JOHNSON CITY, Tenn. (WJHL) — Johnson City could have big staffing shake-ups early next year as just under 60 employees evaluate whether to accept retirement incentives offered earlier this month.

Town officials have long anticipated a so-called “silver tsunami,” a wave of longtime employees retiring all at once.

Offering these employees benefits to retire by Feb. 28 will help the city make plans for their retirement.

“It’s like controlling the water over a dam,” City Manager Cathy Ball said when presenting the proposal to the City Commission on Dec. 16. “If we allow a certain amount to flow out then we know what we have in there and we’re able to manage with that level.”

Employees who’ve worked for Johnson City for 30 or more years are eligible. Among the 58 total employees eligible are eight of the city’s 21 department heads.

City commissioners approved the early retirement plan and notified employees they have until Jan. 31 to make a final decision.

Those who take the offer will retire on Feb. 28, giving the city a month to plan for their departure.

“People who choose that, we’re going to know we’ve got to start focusing on where we need to transfer that institutional knowledge, where we need to start making that succession planning,” Assistant City Manager Randy Trivett told News Channel 11.

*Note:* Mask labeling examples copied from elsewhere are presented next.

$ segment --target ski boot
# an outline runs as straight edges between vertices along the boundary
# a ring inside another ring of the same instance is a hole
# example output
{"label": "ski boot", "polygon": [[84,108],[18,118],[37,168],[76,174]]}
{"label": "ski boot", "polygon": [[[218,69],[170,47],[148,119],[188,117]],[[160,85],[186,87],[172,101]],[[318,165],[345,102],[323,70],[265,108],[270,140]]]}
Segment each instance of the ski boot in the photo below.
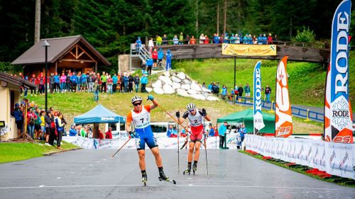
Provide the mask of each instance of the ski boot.
{"label": "ski boot", "polygon": [[147,185],[147,173],[142,174],[142,183],[144,184],[144,186]]}
{"label": "ski boot", "polygon": [[182,174],[185,175],[185,173],[188,174],[189,175],[191,174],[191,164],[187,166],[187,168],[186,169],[186,170],[184,171]]}
{"label": "ski boot", "polygon": [[194,175],[195,175],[195,172],[196,172],[197,170],[197,165],[194,164],[194,166],[192,166],[192,172],[194,173]]}
{"label": "ski boot", "polygon": [[159,178],[158,178],[160,181],[169,181],[169,177],[165,176],[165,174],[164,174],[164,171],[163,171],[163,170],[159,171]]}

“It is an incentive that would tell us that [those who don’t accept are] going to be here another year or two years, because they are foregoing six months of salary to stay with us,” Trivett said. “So that helps us to know that we can postpone the planning or work toward that secession plan in the future.”

Ball told the City Commission earlier this month that junior employees leaving the city have often cited lack of advancement opportunities as a reason for leaving, making the retirement incentives not only critical for planning but helping the city build its future workforce.

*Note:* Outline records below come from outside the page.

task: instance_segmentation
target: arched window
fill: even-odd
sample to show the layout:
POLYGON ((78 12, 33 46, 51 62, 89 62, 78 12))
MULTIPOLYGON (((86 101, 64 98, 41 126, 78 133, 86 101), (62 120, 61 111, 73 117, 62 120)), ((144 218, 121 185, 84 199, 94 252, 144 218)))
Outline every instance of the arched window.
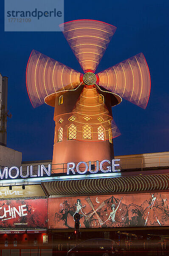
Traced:
POLYGON ((63 103, 63 96, 62 95, 59 98, 59 105, 61 105, 63 103))
POLYGON ((63 129, 62 127, 60 127, 58 130, 57 134, 57 142, 60 142, 63 140, 63 129))
POLYGON ((112 143, 112 132, 110 129, 109 129, 109 139, 110 143, 112 143))
POLYGON ((105 140, 105 129, 102 125, 100 125, 97 128, 97 134, 98 140, 105 140))
POLYGON ((92 127, 87 124, 83 126, 83 139, 92 140, 92 127))
POLYGON ((99 94, 99 101, 100 103, 104 103, 104 97, 101 94, 99 94))
POLYGON ((68 140, 76 140, 77 138, 77 127, 74 125, 71 125, 68 128, 68 140))

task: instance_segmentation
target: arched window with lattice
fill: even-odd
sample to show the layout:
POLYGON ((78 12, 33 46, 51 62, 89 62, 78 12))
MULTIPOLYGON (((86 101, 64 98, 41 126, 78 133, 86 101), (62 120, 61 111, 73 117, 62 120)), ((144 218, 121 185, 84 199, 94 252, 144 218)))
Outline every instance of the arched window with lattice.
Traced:
POLYGON ((97 128, 97 134, 98 140, 105 140, 105 129, 102 125, 100 125, 97 128))
POLYGON ((83 139, 92 140, 92 127, 87 124, 83 126, 83 139))
POLYGON ((110 143, 112 143, 112 132, 110 129, 109 129, 109 139, 110 143))
POLYGON ((68 140, 76 140, 77 138, 77 127, 74 125, 71 125, 68 128, 68 140))
POLYGON ((63 140, 63 129, 62 127, 60 127, 58 130, 57 135, 57 142, 60 142, 63 140))
POLYGON ((100 103, 104 103, 104 97, 101 94, 99 94, 99 100, 100 103))
POLYGON ((61 105, 63 103, 63 96, 61 95, 59 98, 59 105, 61 105))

Trivett said building up a younger workforce is also critical as the city faces rapid growth.

“By us growing at such a fast pace, it makes the city departments workload grow, and so it’s growing exponentially and when that happens, we’ve got to have people in place who can continue to move forward,” Trivett said.

Those who accept the offer will receive a one-time payment of six months’ salary. Employees who opt-in will also be able to stay on the city’s health insurance along with their dependents until they turn 65 or gain insurance through a new employer.

Vacant positions will be held open until July 1.